O texto recebeu 61 votos favoráveis e dois contrários. Após a aprovação da redação final, a proposta seguiu para sanção presidencial.
Entre os produtos alcançados estão óleo diesel, biodiesel, gasolina, etanol e querosene de aviação. A medida foi elaborada para reduzir os efeitos econômicos da alta do petróleo provocada pelo conflito no Oriente Médio.
Arrecadação extra do petróleo poderá bancar redução
Pelo projeto, receitas extraordinárias da União ligadas ao setor de petróleo poderão ser usadas para compensar renúncias tributárias sobre combustíveis.
Entre essas receitas estão royalties, participações especiais e valores adicionais arrecadados com tributos do setor de óleo e gás.
A lógica é evitar que a redução de impostos comprometa automaticamente as metas fiscais, desde que haja arrecadação adicional suficiente decorrente da valorização do petróleo.
Etanol também foi incluído no benefício
O texto preserva tratamento tributário diferenciado para o etanol diante de eventuais reduções concedidas à gasolina.
A intenção é evitar que uma desoneração maior do combustível fóssil elimine a diferença tributária existente em relação ao biocombustível.
A proposta também prevê medidas específicas para produtores de etanol, incluindo subvenção de R$ 1,2 bilhão e possibilidade de compensação de até R$ 750 milhões em débitos tributários, conforme as condições previstas no texto aprovado.
Projeto inclui fertilizantes e outros setores
O alcance da proposta foi ampliado durante a tramitação.
Além dos combustíveis, o PLP contempla incentivos para produção de fertilizantes, minerais críticos e terras raras e benefícios relacionados à Copa do Mundo Feminina de 2027, que será realizada no Brasil.

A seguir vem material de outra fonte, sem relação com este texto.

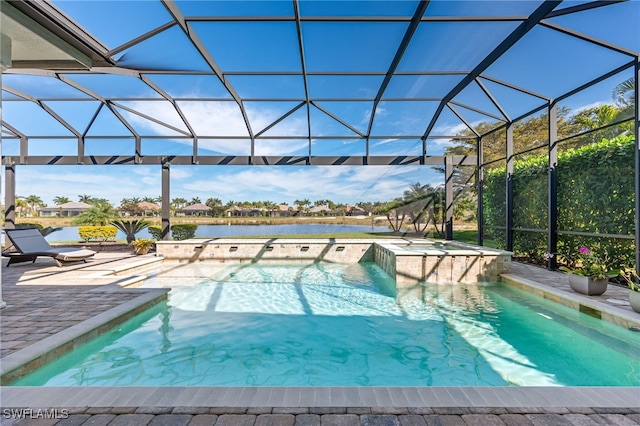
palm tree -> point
(33, 202)
(84, 198)
(60, 200)
(99, 214)
(178, 203)
(624, 94)
(131, 227)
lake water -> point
(70, 233)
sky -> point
(547, 62)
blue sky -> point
(548, 62)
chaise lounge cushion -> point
(29, 244)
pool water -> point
(340, 325)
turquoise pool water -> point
(340, 325)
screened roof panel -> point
(22, 115)
(355, 114)
(323, 124)
(41, 86)
(107, 124)
(282, 147)
(224, 147)
(294, 124)
(77, 114)
(264, 114)
(153, 54)
(358, 8)
(563, 64)
(395, 147)
(119, 21)
(268, 86)
(421, 86)
(395, 118)
(190, 86)
(338, 147)
(216, 118)
(440, 46)
(473, 95)
(514, 102)
(109, 146)
(240, 69)
(251, 46)
(147, 127)
(166, 146)
(617, 24)
(53, 146)
(157, 109)
(449, 124)
(344, 86)
(347, 46)
(6, 95)
(113, 85)
(481, 8)
(236, 8)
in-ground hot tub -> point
(414, 262)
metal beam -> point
(303, 63)
(480, 190)
(522, 29)
(637, 163)
(509, 188)
(406, 39)
(552, 213)
(448, 198)
(243, 160)
(166, 201)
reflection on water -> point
(339, 325)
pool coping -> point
(285, 396)
(44, 351)
(576, 301)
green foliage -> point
(183, 231)
(130, 227)
(595, 195)
(100, 213)
(97, 233)
(155, 232)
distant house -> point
(66, 209)
(244, 212)
(320, 210)
(355, 211)
(285, 210)
(197, 209)
(149, 209)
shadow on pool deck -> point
(45, 301)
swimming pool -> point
(326, 324)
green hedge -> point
(183, 231)
(155, 231)
(595, 194)
(178, 231)
(98, 233)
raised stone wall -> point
(279, 250)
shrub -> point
(130, 227)
(155, 232)
(97, 233)
(183, 231)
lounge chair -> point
(29, 244)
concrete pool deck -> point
(46, 305)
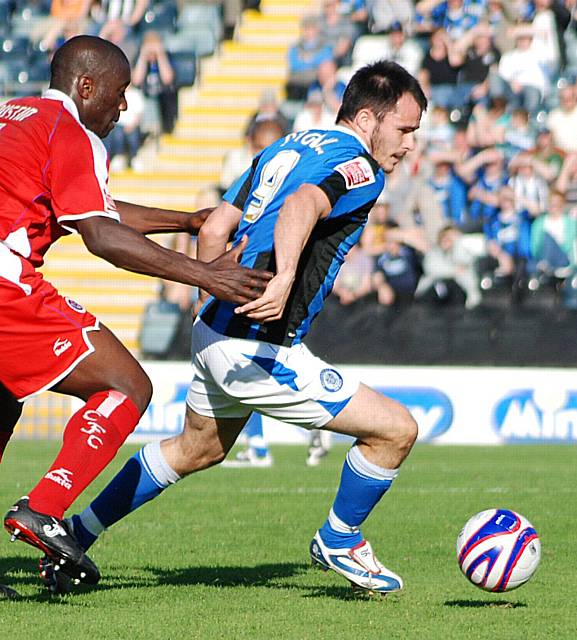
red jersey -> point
(53, 171)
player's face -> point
(394, 136)
(106, 102)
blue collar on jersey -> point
(344, 129)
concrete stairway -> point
(213, 116)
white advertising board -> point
(451, 405)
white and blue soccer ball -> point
(498, 550)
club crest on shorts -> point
(74, 305)
(331, 380)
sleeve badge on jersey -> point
(357, 173)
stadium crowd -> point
(487, 201)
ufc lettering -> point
(93, 440)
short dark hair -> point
(378, 87)
(84, 54)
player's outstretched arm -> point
(148, 220)
(128, 249)
(297, 217)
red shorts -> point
(43, 336)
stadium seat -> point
(196, 38)
(367, 49)
(161, 16)
(194, 17)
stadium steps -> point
(212, 119)
(214, 113)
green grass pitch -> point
(225, 553)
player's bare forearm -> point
(215, 233)
(297, 218)
(148, 220)
(128, 249)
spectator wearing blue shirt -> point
(304, 58)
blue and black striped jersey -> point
(338, 162)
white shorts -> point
(233, 377)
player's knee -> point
(408, 430)
(403, 433)
(139, 390)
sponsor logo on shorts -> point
(331, 380)
(61, 345)
(74, 305)
(60, 476)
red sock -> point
(92, 437)
(4, 438)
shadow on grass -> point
(485, 604)
(19, 573)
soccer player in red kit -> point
(53, 181)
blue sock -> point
(143, 477)
(362, 486)
(255, 435)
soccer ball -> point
(498, 550)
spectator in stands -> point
(477, 56)
(329, 86)
(439, 71)
(520, 76)
(384, 13)
(124, 141)
(502, 16)
(65, 15)
(237, 161)
(354, 280)
(382, 229)
(402, 50)
(548, 159)
(413, 204)
(549, 19)
(269, 109)
(357, 14)
(154, 74)
(304, 58)
(562, 120)
(397, 270)
(438, 133)
(314, 114)
(508, 232)
(553, 241)
(567, 180)
(530, 188)
(487, 124)
(337, 31)
(450, 192)
(450, 260)
(456, 17)
(519, 135)
(486, 174)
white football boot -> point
(248, 458)
(358, 565)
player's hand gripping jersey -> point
(53, 171)
(336, 161)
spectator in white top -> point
(562, 120)
(520, 76)
(314, 114)
(384, 13)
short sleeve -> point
(77, 174)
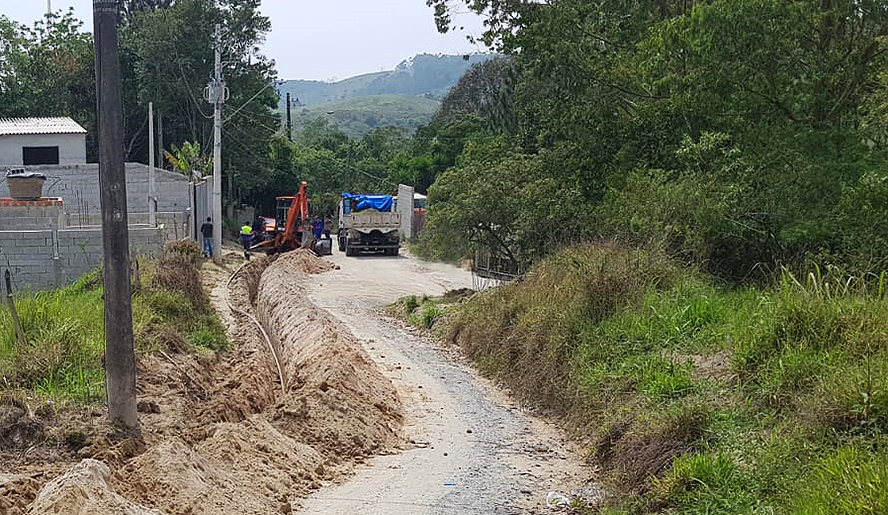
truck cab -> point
(368, 223)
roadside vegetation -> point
(62, 360)
(697, 397)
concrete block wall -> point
(78, 186)
(173, 226)
(31, 217)
(40, 260)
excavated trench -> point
(252, 445)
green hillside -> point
(426, 75)
(358, 116)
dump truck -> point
(368, 223)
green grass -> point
(65, 331)
(701, 399)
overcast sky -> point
(325, 39)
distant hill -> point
(426, 75)
(358, 116)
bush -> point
(849, 482)
(187, 248)
(65, 329)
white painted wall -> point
(72, 147)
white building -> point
(41, 141)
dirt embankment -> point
(223, 436)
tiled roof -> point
(18, 126)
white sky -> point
(327, 39)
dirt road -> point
(473, 450)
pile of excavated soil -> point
(84, 490)
(16, 491)
(338, 401)
(252, 448)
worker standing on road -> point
(247, 239)
(328, 226)
(318, 228)
(207, 231)
(258, 229)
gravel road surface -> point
(472, 450)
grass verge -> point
(699, 398)
(65, 328)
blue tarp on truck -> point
(382, 203)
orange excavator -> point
(292, 225)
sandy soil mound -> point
(16, 492)
(252, 448)
(246, 468)
(84, 490)
(338, 400)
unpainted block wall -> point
(78, 186)
(40, 260)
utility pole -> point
(152, 199)
(289, 121)
(120, 359)
(217, 97)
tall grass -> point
(65, 330)
(700, 398)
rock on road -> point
(473, 450)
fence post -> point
(19, 332)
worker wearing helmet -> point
(247, 239)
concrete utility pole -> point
(120, 359)
(217, 95)
(152, 197)
(289, 120)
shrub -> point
(209, 339)
(849, 482)
(187, 248)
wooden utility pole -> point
(120, 359)
(218, 92)
(152, 199)
(289, 120)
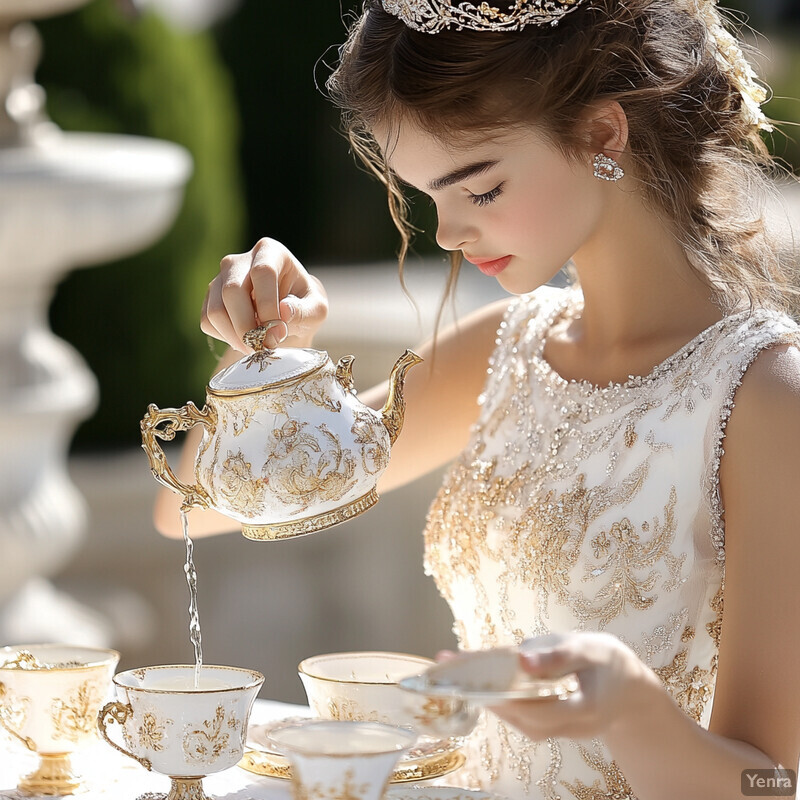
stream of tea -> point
(194, 617)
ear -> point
(607, 128)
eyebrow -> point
(461, 174)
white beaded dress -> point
(577, 507)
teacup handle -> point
(176, 419)
(119, 713)
(26, 740)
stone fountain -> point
(66, 200)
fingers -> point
(264, 285)
(445, 655)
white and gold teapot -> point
(287, 448)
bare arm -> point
(755, 721)
(441, 395)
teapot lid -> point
(266, 368)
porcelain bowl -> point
(363, 687)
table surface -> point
(112, 776)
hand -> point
(614, 686)
(268, 283)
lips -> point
(490, 266)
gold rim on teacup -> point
(61, 666)
(256, 678)
(304, 666)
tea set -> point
(287, 450)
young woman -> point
(623, 498)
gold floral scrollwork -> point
(304, 469)
(616, 787)
(151, 732)
(119, 713)
(203, 744)
(73, 716)
(243, 491)
(13, 715)
(691, 688)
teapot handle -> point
(176, 419)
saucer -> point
(428, 758)
(487, 678)
(438, 793)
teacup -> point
(49, 698)
(179, 730)
(351, 760)
(363, 687)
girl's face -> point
(514, 206)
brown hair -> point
(695, 153)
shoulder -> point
(760, 467)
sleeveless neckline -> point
(570, 304)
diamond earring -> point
(606, 169)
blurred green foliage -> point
(136, 321)
(246, 101)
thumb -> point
(553, 662)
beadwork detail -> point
(607, 169)
(584, 507)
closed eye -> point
(489, 197)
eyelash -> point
(489, 197)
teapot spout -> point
(394, 410)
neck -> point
(637, 282)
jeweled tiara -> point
(433, 16)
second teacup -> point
(49, 697)
(363, 687)
(341, 759)
(174, 728)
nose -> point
(454, 233)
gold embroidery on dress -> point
(691, 688)
(615, 788)
(549, 497)
(152, 732)
(627, 554)
(201, 745)
(714, 627)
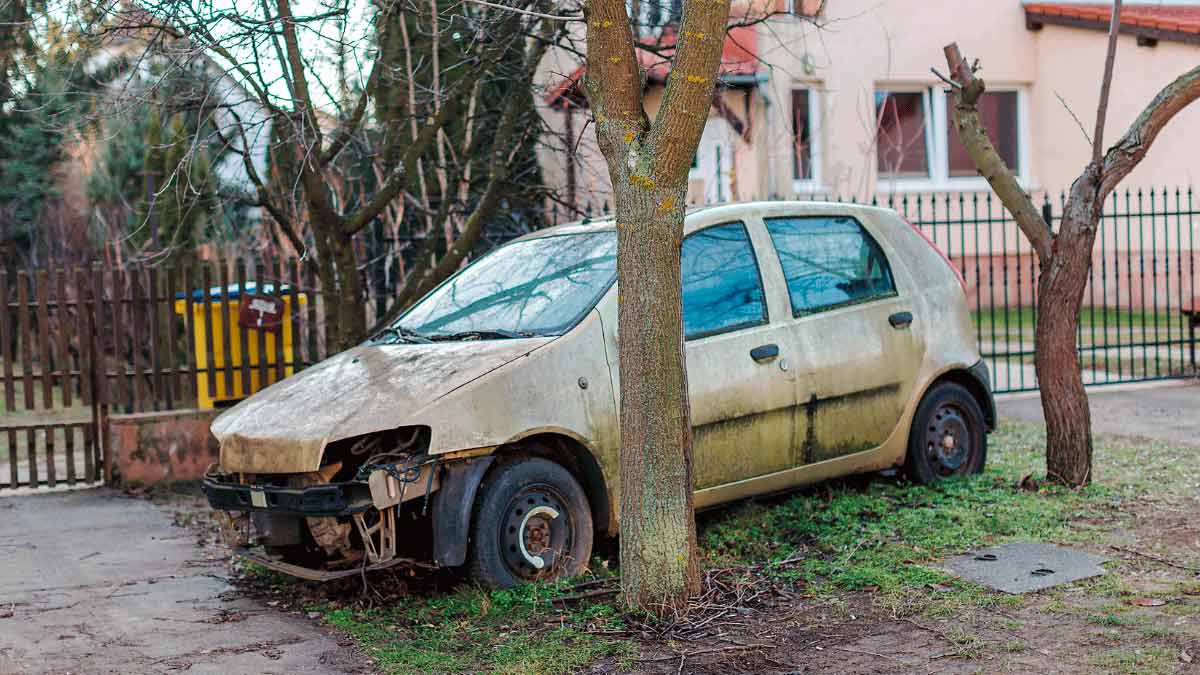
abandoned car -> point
(481, 428)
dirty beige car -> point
(481, 428)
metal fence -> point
(1139, 315)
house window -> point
(917, 147)
(653, 15)
(805, 141)
(901, 136)
(802, 135)
(999, 114)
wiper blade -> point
(400, 334)
(490, 333)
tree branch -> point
(689, 91)
(973, 137)
(346, 131)
(617, 103)
(1105, 83)
(1128, 151)
(405, 168)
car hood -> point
(285, 428)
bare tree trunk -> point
(658, 530)
(1056, 350)
(648, 168)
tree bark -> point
(648, 168)
(1061, 286)
(658, 526)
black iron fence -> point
(1140, 308)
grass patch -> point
(1143, 661)
(516, 631)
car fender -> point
(453, 506)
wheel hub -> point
(535, 535)
(535, 531)
(947, 440)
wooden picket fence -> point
(79, 342)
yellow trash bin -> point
(221, 316)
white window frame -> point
(805, 185)
(937, 120)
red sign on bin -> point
(262, 312)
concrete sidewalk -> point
(1168, 412)
(94, 581)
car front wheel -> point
(949, 436)
(532, 521)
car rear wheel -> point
(532, 521)
(949, 436)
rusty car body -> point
(822, 340)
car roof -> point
(709, 214)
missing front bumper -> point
(323, 574)
(315, 501)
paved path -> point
(94, 581)
(1167, 412)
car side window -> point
(721, 287)
(829, 262)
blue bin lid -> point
(233, 290)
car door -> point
(741, 389)
(856, 356)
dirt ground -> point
(1097, 626)
(1164, 411)
(96, 581)
(1081, 628)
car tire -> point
(532, 520)
(948, 436)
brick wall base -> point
(162, 447)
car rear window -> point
(721, 287)
(829, 262)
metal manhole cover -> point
(1023, 567)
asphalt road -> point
(1167, 412)
(95, 581)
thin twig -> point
(1074, 117)
(529, 13)
(701, 652)
(1105, 84)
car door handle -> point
(765, 352)
(900, 320)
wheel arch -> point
(976, 381)
(576, 458)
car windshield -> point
(533, 287)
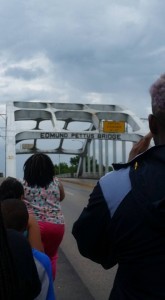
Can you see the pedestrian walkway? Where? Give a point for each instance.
(68, 284)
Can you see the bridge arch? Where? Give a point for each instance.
(32, 125)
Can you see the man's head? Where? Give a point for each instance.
(157, 119)
(15, 214)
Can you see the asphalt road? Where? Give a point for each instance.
(77, 277)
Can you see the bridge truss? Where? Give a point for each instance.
(53, 128)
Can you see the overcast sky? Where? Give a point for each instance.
(82, 51)
(91, 51)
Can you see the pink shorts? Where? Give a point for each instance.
(51, 235)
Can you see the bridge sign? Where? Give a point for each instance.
(113, 126)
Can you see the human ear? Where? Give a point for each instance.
(153, 124)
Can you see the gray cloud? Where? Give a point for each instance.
(109, 51)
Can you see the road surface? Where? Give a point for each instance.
(82, 276)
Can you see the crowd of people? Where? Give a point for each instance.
(123, 222)
(32, 228)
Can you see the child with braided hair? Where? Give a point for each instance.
(18, 277)
(43, 192)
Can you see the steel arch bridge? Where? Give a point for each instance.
(51, 127)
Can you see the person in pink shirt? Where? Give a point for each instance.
(43, 193)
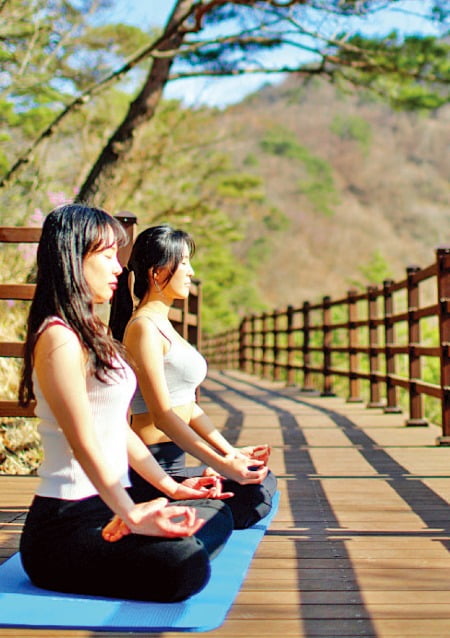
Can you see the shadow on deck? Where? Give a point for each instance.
(359, 546)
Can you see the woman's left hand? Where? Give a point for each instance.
(257, 452)
(201, 487)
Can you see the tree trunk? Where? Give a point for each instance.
(141, 110)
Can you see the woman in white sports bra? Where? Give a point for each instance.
(165, 413)
(84, 532)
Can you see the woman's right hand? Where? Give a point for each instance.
(244, 470)
(155, 518)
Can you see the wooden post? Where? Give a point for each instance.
(353, 358)
(372, 297)
(389, 340)
(252, 344)
(242, 346)
(265, 328)
(290, 345)
(197, 310)
(276, 352)
(414, 364)
(129, 222)
(306, 312)
(443, 276)
(327, 390)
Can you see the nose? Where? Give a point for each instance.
(117, 267)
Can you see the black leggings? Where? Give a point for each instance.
(62, 549)
(249, 504)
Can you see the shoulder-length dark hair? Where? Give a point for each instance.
(69, 233)
(156, 247)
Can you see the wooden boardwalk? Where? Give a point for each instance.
(359, 546)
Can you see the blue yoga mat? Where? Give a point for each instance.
(24, 605)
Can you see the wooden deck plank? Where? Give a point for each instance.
(359, 546)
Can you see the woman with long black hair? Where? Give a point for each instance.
(84, 533)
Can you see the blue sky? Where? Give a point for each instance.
(405, 18)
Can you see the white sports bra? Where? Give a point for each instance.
(61, 476)
(184, 368)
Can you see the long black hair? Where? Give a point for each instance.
(69, 233)
(154, 248)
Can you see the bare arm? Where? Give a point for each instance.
(145, 346)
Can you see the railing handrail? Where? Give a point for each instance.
(273, 342)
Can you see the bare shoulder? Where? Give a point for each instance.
(57, 336)
(141, 326)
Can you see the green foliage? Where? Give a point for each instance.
(241, 185)
(276, 220)
(411, 74)
(318, 186)
(251, 160)
(375, 271)
(354, 128)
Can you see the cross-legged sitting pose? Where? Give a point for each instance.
(84, 533)
(165, 412)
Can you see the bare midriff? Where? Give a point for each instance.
(146, 428)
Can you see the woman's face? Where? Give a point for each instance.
(180, 282)
(101, 269)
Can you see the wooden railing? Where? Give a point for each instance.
(185, 314)
(379, 336)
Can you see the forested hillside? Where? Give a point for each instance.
(359, 191)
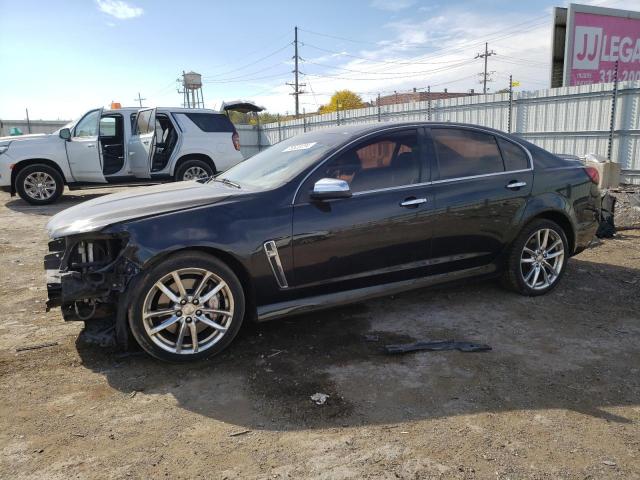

A própria ementa aprovada pelo Senado registra essas exceções tributárias.
Para o setor de fertilizantes, estão previstos até R$ 5 bilhões em créditos fiscais entre 2027 e 2031, limitados a R$ 1 bilhão por ano.
Também há previsão de tratamento tributário para mercadorias destinadas a projetos de desenvolvimento da indústria de fertilizantes e matérias-primas.
Texto cria trava para determinadas despesas
Outro ponto aprovado vincula o crescimento de determinadas despesas públicas às regras fiscais em situações de déficit projetado.
Nessas condições, recursos de alguns fundos poderão ter crescimento limitado à inflação acrescida de percentual máximo previsto no texto.
A proposta também busca impedir que receitas extraordinárias, especialmente as obtidas com o petróleo, elevem automaticamente determinadas despesas vinculadas à Receita Corrente Líquida.
Combustíveis estão no centro da proposta
A justificativa inicial do projeto está relacionada à forte volatilidade do petróleo internacional.
Documentos oficiais do governo apontam que o barril tipo Brent saiu de patamares próximos de US$ 66 a US$ 70 em fevereiro e chegou a US$ 126,41 no fim de abril, pressionando custos de combustíveis e transporte.
O PLP estabelece justamente um mecanismo para que receitas extraordinárias obtidas nesse contexto possam compensar benefícios tributários destinados a reduzir parte do impacto sobre combustíveis.
Senado aprovou projeto por ampla maioria
A votação principal terminou com 61 votos favoráveis, dois contrários e nenhuma abstenção entre os senadores que participaram.
Um dispositivo separado, o artigo 13, também foi mantido posteriormente por 43 votos a 20.
Depois disso, a redação final foi aprovada e a matéria encaminhada à sanção presidencial.